Not quite December but already Christmas lights twinkle along Princes Street and the festive tree on the Mound is being buffeted by teasing zephyrs. The Big Wheel spins…
My mother liked writing poetry. This strand travelled down her mother’s side of the family. Frisking family papers as one sometimes does while looking for such essential documents as birth and death certificates (of ancestors) I came across a set of poems by one of Mother’s great-uncles: Truth’s Victory (over ‘slavish superstition’s chain’), Morning Song (where ‘Mankind will reach the loftiest height, victorious o’er these realms of night’), and A Reverie which looks forward to the ‘Spirit world of glad reunion’. Mother’s mother tended to faery.
My mother enjoyed playing with words.
What has all this to do with Christmas? Among her typescripts is a poem written some thirty or more years ago on the more enjoyable side of Christmas shopping. She is travelling back from Glasgow to Troon at the end of the day.

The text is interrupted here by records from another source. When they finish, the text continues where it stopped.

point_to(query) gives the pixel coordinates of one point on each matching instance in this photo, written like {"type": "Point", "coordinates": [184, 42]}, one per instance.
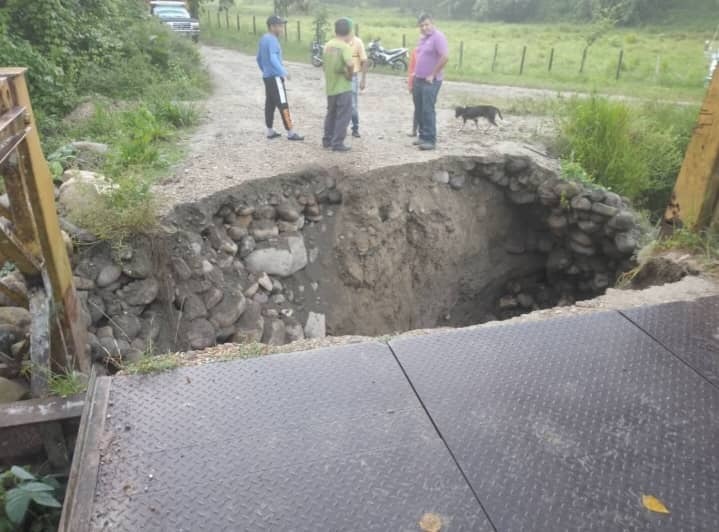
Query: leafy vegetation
{"type": "Point", "coordinates": [635, 150]}
{"type": "Point", "coordinates": [28, 502]}
{"type": "Point", "coordinates": [661, 61]}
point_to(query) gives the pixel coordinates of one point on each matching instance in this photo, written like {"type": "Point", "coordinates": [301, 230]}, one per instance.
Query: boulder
{"type": "Point", "coordinates": [247, 246]}
{"type": "Point", "coordinates": [108, 275]}
{"type": "Point", "coordinates": [237, 232]}
{"type": "Point", "coordinates": [192, 306]}
{"type": "Point", "coordinates": [604, 210]}
{"type": "Point", "coordinates": [315, 326]}
{"type": "Point", "coordinates": [289, 211]}
{"type": "Point", "coordinates": [580, 203]}
{"type": "Point", "coordinates": [263, 229]}
{"type": "Point", "coordinates": [274, 333]}
{"type": "Point", "coordinates": [140, 293]}
{"type": "Point", "coordinates": [441, 176]}
{"type": "Point", "coordinates": [81, 189]}
{"type": "Point", "coordinates": [289, 257]}
{"type": "Point", "coordinates": [229, 310]}
{"type": "Point", "coordinates": [212, 297]}
{"type": "Point", "coordinates": [251, 325]}
{"type": "Point", "coordinates": [293, 330]}
{"type": "Point", "coordinates": [558, 259]}
{"type": "Point", "coordinates": [200, 334]}
{"type": "Point", "coordinates": [126, 326]}
{"type": "Point", "coordinates": [625, 243]}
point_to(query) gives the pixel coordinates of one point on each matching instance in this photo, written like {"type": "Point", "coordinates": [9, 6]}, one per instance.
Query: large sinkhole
{"type": "Point", "coordinates": [452, 242]}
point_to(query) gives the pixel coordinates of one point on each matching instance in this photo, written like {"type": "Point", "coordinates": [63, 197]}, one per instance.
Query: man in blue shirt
{"type": "Point", "coordinates": [274, 74]}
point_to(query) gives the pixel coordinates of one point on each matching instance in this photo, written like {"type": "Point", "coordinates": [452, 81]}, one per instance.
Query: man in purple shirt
{"type": "Point", "coordinates": [432, 56]}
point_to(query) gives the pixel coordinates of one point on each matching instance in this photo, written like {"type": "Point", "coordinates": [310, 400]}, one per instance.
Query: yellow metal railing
{"type": "Point", "coordinates": [30, 238]}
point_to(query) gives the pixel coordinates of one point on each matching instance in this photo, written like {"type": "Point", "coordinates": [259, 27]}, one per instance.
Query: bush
{"type": "Point", "coordinates": [635, 151]}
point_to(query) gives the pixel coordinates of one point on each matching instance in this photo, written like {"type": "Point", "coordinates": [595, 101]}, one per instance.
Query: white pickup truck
{"type": "Point", "coordinates": [177, 17]}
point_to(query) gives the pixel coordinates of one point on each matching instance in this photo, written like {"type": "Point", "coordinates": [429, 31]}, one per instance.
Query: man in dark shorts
{"type": "Point", "coordinates": [274, 74]}
{"type": "Point", "coordinates": [338, 84]}
{"type": "Point", "coordinates": [432, 56]}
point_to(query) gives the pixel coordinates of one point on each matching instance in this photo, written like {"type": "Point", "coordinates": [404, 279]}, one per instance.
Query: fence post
{"type": "Point", "coordinates": [584, 59]}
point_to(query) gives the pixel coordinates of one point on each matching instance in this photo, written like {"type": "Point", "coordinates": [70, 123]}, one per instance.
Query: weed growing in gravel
{"type": "Point", "coordinates": [153, 364]}
{"type": "Point", "coordinates": [67, 384]}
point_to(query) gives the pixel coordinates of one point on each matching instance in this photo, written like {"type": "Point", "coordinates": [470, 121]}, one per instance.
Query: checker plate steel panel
{"type": "Point", "coordinates": [565, 424]}
{"type": "Point", "coordinates": [690, 330]}
{"type": "Point", "coordinates": [328, 440]}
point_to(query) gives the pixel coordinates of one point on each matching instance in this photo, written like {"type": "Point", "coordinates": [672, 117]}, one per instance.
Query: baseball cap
{"type": "Point", "coordinates": [274, 19]}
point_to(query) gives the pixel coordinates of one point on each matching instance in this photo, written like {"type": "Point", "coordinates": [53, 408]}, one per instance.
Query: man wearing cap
{"type": "Point", "coordinates": [359, 77]}
{"type": "Point", "coordinates": [338, 83]}
{"type": "Point", "coordinates": [274, 74]}
{"type": "Point", "coordinates": [432, 56]}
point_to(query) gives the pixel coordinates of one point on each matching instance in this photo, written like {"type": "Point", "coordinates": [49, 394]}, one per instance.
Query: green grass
{"type": "Point", "coordinates": [67, 384]}
{"type": "Point", "coordinates": [152, 364]}
{"type": "Point", "coordinates": [659, 62]}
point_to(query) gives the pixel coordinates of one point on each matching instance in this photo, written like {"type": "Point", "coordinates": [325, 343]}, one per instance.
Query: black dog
{"type": "Point", "coordinates": [475, 113]}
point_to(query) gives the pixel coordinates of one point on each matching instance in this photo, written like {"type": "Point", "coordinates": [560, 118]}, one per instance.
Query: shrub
{"type": "Point", "coordinates": [636, 151]}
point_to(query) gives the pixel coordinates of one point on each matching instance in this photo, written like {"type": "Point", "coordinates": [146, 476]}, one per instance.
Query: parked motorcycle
{"type": "Point", "coordinates": [396, 58]}
{"type": "Point", "coordinates": [316, 53]}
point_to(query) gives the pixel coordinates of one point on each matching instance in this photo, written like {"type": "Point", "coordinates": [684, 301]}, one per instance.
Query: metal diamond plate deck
{"type": "Point", "coordinates": [329, 440]}
{"type": "Point", "coordinates": [565, 424]}
{"type": "Point", "coordinates": [690, 330]}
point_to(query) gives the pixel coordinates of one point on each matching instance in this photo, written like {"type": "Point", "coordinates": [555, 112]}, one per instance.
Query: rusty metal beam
{"type": "Point", "coordinates": [38, 185]}
{"type": "Point", "coordinates": [697, 188]}
{"type": "Point", "coordinates": [18, 298]}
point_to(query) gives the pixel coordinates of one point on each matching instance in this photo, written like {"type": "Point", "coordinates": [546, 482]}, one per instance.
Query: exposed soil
{"type": "Point", "coordinates": [230, 145]}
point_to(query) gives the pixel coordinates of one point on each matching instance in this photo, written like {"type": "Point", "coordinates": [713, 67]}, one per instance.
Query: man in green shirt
{"type": "Point", "coordinates": [338, 81]}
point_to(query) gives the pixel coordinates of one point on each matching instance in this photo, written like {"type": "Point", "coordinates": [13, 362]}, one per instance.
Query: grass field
{"type": "Point", "coordinates": [658, 62]}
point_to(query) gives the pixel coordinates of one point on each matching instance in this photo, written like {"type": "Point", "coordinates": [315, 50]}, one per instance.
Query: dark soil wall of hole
{"type": "Point", "coordinates": [451, 242]}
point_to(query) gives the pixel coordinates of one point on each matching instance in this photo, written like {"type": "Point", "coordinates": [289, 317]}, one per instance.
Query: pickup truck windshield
{"type": "Point", "coordinates": [171, 12]}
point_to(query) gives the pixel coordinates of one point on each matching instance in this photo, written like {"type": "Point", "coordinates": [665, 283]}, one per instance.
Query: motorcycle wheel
{"type": "Point", "coordinates": [400, 64]}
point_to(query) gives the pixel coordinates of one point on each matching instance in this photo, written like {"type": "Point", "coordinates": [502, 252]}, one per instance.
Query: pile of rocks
{"type": "Point", "coordinates": [588, 234]}
{"type": "Point", "coordinates": [233, 268]}
{"type": "Point", "coordinates": [218, 278]}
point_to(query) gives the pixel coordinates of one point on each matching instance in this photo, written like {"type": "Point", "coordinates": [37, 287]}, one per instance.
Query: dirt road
{"type": "Point", "coordinates": [230, 145]}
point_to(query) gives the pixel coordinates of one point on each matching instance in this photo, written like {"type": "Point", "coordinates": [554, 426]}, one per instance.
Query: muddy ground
{"type": "Point", "coordinates": [230, 145]}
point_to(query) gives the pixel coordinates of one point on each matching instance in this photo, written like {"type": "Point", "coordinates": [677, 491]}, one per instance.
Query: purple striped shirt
{"type": "Point", "coordinates": [430, 49]}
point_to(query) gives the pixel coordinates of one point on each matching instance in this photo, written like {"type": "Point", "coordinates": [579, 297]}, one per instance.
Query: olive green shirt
{"type": "Point", "coordinates": [337, 57]}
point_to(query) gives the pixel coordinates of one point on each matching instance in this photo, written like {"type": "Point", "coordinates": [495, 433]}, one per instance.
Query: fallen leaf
{"type": "Point", "coordinates": [655, 505]}
{"type": "Point", "coordinates": [430, 523]}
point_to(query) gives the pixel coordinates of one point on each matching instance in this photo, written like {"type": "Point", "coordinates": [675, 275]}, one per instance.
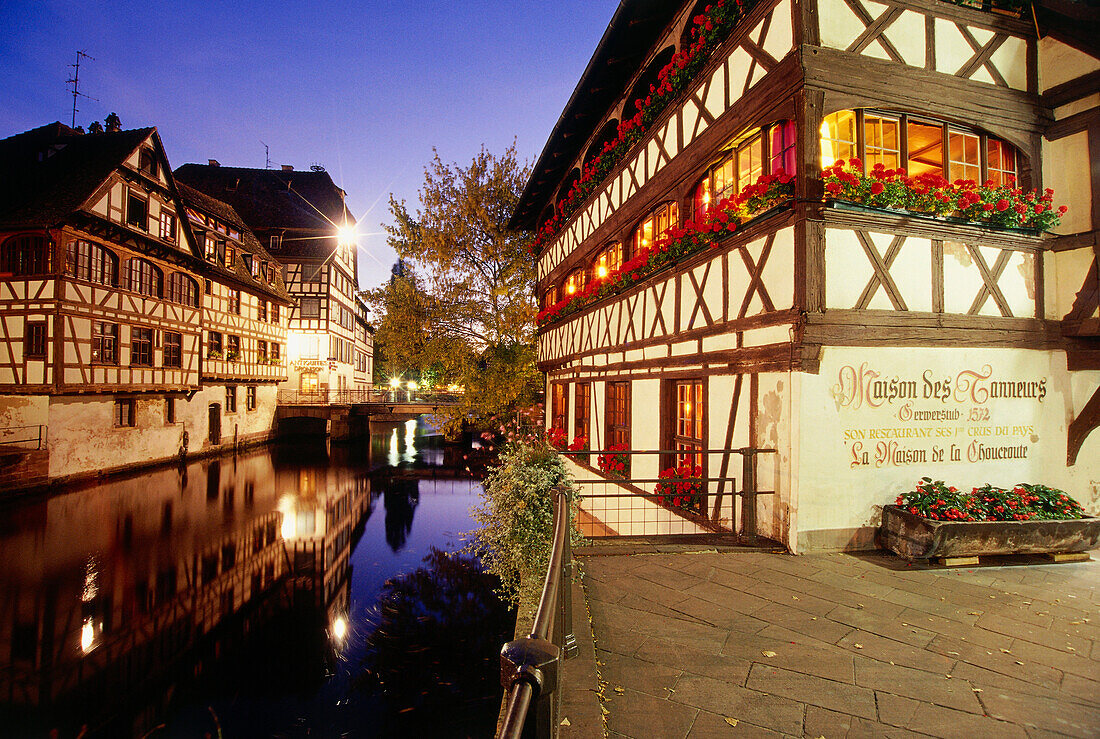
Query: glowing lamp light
{"type": "Point", "coordinates": [345, 234]}
{"type": "Point", "coordinates": [340, 628]}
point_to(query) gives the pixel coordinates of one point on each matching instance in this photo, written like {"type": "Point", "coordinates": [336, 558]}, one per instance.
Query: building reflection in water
{"type": "Point", "coordinates": [108, 589]}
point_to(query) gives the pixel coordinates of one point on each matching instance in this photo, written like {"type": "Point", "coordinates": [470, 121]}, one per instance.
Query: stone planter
{"type": "Point", "coordinates": [919, 538]}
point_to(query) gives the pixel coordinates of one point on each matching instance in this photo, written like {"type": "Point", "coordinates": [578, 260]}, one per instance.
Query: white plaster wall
{"type": "Point", "coordinates": [838, 493]}
{"type": "Point", "coordinates": [19, 411]}
{"type": "Point", "coordinates": [83, 437]}
{"type": "Point", "coordinates": [646, 428]}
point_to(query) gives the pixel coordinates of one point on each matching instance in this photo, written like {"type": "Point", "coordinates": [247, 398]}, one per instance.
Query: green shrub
{"type": "Point", "coordinates": [516, 517]}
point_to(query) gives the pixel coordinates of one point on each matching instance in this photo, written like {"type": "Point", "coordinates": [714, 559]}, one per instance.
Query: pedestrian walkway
{"type": "Point", "coordinates": [755, 643]}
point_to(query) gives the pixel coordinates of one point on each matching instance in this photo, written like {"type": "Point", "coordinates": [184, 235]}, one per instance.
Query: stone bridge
{"type": "Point", "coordinates": [344, 414]}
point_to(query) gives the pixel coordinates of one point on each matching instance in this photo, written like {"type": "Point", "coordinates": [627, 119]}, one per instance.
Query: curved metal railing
{"type": "Point", "coordinates": [529, 665]}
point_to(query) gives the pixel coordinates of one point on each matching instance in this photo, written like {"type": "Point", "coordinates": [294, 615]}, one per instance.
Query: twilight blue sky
{"type": "Point", "coordinates": [365, 89]}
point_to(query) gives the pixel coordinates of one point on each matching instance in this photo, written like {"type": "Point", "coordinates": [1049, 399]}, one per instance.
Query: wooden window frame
{"type": "Point", "coordinates": [34, 340]}
{"type": "Point", "coordinates": [105, 344]}
{"type": "Point", "coordinates": [141, 346]}
{"type": "Point", "coordinates": [182, 289]}
{"type": "Point", "coordinates": [904, 119]}
{"type": "Point", "coordinates": [125, 414]}
{"type": "Point", "coordinates": [675, 441]}
{"type": "Point", "coordinates": [144, 277]}
{"type": "Point", "coordinates": [132, 219]}
{"type": "Point", "coordinates": [582, 411]}
{"type": "Point", "coordinates": [617, 412]}
{"type": "Point", "coordinates": [559, 406]}
{"type": "Point", "coordinates": [167, 225]}
{"type": "Point", "coordinates": [310, 301]}
{"type": "Point", "coordinates": [173, 349]}
{"type": "Point", "coordinates": [26, 255]}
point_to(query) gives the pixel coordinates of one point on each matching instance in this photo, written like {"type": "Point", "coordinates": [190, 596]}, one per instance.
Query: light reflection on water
{"type": "Point", "coordinates": [243, 588]}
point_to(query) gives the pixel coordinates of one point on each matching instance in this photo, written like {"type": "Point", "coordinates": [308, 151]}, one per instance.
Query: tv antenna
{"type": "Point", "coordinates": [75, 81]}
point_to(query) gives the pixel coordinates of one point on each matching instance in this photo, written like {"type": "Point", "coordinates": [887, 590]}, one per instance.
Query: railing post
{"type": "Point", "coordinates": [748, 535]}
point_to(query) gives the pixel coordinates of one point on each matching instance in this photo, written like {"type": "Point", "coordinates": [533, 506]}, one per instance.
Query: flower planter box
{"type": "Point", "coordinates": [917, 538]}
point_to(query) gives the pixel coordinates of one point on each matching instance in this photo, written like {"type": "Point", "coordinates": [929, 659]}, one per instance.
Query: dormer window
{"type": "Point", "coordinates": [146, 163]}
{"type": "Point", "coordinates": [138, 211]}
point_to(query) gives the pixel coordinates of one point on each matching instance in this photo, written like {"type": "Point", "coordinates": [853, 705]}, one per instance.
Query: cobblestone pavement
{"type": "Point", "coordinates": [754, 643]}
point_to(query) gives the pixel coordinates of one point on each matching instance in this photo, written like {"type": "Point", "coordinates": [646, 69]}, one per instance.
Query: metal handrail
{"type": "Point", "coordinates": [529, 665]}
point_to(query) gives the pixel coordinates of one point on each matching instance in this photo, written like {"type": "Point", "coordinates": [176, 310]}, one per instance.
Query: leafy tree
{"type": "Point", "coordinates": [477, 272]}
{"type": "Point", "coordinates": [475, 323]}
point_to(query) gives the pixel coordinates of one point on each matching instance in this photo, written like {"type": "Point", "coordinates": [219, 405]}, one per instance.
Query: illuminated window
{"type": "Point", "coordinates": [964, 152]}
{"type": "Point", "coordinates": [144, 277]}
{"type": "Point", "coordinates": [173, 349]}
{"type": "Point", "coordinates": [882, 138]}
{"type": "Point", "coordinates": [618, 414]}
{"type": "Point", "coordinates": [559, 411]}
{"type": "Point", "coordinates": [925, 149]}
{"type": "Point", "coordinates": [923, 146]}
{"type": "Point", "coordinates": [183, 289]}
{"type": "Point", "coordinates": [749, 162]}
{"type": "Point", "coordinates": [1002, 163]}
{"type": "Point", "coordinates": [607, 261]}
{"type": "Point", "coordinates": [34, 341]}
{"type": "Point", "coordinates": [575, 282]}
{"type": "Point", "coordinates": [689, 419]}
{"type": "Point", "coordinates": [781, 147]}
{"type": "Point", "coordinates": [25, 255]}
{"type": "Point", "coordinates": [124, 412]}
{"type": "Point", "coordinates": [138, 211]}
{"type": "Point", "coordinates": [167, 225]}
{"type": "Point", "coordinates": [653, 225]}
{"type": "Point", "coordinates": [105, 342]}
{"type": "Point", "coordinates": [838, 138]}
{"type": "Point", "coordinates": [550, 297]}
{"type": "Point", "coordinates": [141, 346]}
{"type": "Point", "coordinates": [91, 262]}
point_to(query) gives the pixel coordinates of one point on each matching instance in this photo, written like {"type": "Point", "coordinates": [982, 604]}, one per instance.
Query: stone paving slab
{"type": "Point", "coordinates": [750, 643]}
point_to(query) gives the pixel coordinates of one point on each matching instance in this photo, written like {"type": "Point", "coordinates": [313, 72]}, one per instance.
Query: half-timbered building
{"type": "Point", "coordinates": [303, 220]}
{"type": "Point", "coordinates": [98, 345]}
{"type": "Point", "coordinates": [244, 315]}
{"type": "Point", "coordinates": [867, 345]}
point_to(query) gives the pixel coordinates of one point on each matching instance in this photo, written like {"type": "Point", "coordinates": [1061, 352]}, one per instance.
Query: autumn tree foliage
{"type": "Point", "coordinates": [469, 287]}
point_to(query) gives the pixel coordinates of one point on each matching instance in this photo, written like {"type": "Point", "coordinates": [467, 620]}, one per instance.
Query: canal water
{"type": "Point", "coordinates": [294, 591]}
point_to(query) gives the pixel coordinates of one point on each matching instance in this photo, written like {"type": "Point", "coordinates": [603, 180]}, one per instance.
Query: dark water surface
{"type": "Point", "coordinates": [295, 591]}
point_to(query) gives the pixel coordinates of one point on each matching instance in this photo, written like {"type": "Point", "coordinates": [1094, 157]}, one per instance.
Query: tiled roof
{"type": "Point", "coordinates": [304, 205]}
{"type": "Point", "coordinates": [249, 242]}
{"type": "Point", "coordinates": [51, 172]}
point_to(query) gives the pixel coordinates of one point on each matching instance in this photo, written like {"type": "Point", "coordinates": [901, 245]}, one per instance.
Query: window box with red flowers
{"type": "Point", "coordinates": [678, 243]}
{"type": "Point", "coordinates": [708, 30]}
{"type": "Point", "coordinates": [963, 201]}
{"type": "Point", "coordinates": [935, 520]}
{"type": "Point", "coordinates": [616, 465]}
{"type": "Point", "coordinates": [681, 487]}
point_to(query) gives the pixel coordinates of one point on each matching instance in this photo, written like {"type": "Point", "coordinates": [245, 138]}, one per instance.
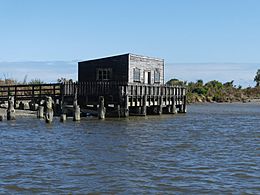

Nine Shopping Days till Christmas
Dusky train sways
Glinting rails
Flashing lights
As landscape fails.
Evening papers
Opened wide
Hide each
A city gent
Inside,
Or,
Folded small
On rocking knees
The more alert
With
Cross-words tease.
Shoppers
In their parcels
Peep.
Another head
Jerks into sleep
Oh blissful hour
Caught out of life,
No longer
Shopper
Mother
Wife
All undisturbed
I read in peace
My Christmas present
For a niece.
It done,
I quickly seize another
And skim
The present for my brother.
But scarcely is a third begun,
(A Christmas present for my son)
Than all along the railway track
Squares of light
Illume the black.
And there
Inside each lighted square
I see a stay-at-home
Prepare
Each to the taste of her bread-winner
Supper,
High tea
Or high class dinner.
Homely fare, Eggs,
Finnan haddock,
Or wine-drenched
A la Fanny Cradock.
With basket, bags and package
I struggle to my feet,
Reality floods coldly back–
What
Are we
Going
To
Eat?
There’s enough to feed an army
To judge just by my looks.
What did I buy in Glasgow?
Books. Books. Books.
Books.
Books.
The publication of her childhood memories (Tak’ Tent o’ Time: Memories of a Post-Edwardian Edinburgh Childhood) gave my mother a great deal of pleasure. She particularly relished the words which appear on the verso of the title-page ‘The Author asserts the moral right to be identified as the author of this work’. She had planned to publish her poetry next but never got round to it. This poem is also copyright Elaine Mary Wilson.
hadn’t read that one before – certainly brings her back in all her complexity! Do you have lots of her poems? K x
And where’s that carpet!!
I love that poem – so simple and yet as you say Kate so much of her in it. It would have been the steam train. I remember those city gents. Some of them still wore bowler hats.